Fuel economy of new light vehicles, together with average annual oil price (expressed in $2008). Source: EPA for fuel economy statistics, BP for oil prices, with estimate for 2009 based on data through November
Above is the trend in new vehicle fuel economy in the US. This is in contrast to the deployed fuel economy chart in Monday's piece. Obviously, the fuel economy of the entire deployed fleet is a complex function - involving the weighted average of the fuel economy of individual new vehicles declines over time, together with some function expressing how fuel economy of individual vehicles over time.
A few points:
- New vehicle fuel economy has improved a bit as a result of the oil price spike of 2005-2008 (but not enough to show through into the whole fleet numbers as we saw).
- The response is much poorer than during the 1970s. People have not gotten serious about this.
- The 2009 data for fuel economy already show a leveling off. As soon as oil prices fell from the 2008 heights, people gave up the effort to start improving fuel economy.
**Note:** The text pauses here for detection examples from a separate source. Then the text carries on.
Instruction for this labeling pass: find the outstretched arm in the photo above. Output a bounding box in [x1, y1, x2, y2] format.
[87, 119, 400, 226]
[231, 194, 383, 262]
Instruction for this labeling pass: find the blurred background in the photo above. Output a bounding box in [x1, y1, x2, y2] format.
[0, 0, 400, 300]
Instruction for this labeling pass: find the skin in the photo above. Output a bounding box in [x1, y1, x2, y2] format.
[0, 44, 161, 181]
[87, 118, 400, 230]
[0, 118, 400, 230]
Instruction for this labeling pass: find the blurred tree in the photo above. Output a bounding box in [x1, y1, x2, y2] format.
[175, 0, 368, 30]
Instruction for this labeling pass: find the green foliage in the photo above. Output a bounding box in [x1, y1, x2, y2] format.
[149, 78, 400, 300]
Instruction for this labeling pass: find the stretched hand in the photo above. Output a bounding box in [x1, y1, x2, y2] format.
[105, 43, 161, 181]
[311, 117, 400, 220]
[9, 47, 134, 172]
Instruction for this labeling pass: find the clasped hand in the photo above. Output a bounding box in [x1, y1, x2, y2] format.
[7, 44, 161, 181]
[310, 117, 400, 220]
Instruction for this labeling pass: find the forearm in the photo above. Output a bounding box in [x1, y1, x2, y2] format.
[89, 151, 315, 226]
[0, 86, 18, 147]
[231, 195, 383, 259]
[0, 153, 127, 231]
- The cash-for-clunkers program was not powerful enough to markedly improve the situation in 2009.
- The new car fuel economy trend has not provided any basis for large (4%+) sustained increases in deployed fleet fuel economy.
So, going back to the egregious CNN piece:
The energy intensity of the U.S. economy has actually dropped by about 2% a year every year since the early 1980s. In the next couple of years Deutsche Bank expects it to decline by around 3% as people buy more fuel efficient cars and respond in other ways to the high prices of 2004-2008This can't be used as a justification for why prices will go down! People will only make those efficiency gains if prices stay high or go higher. It doesn't make any sense.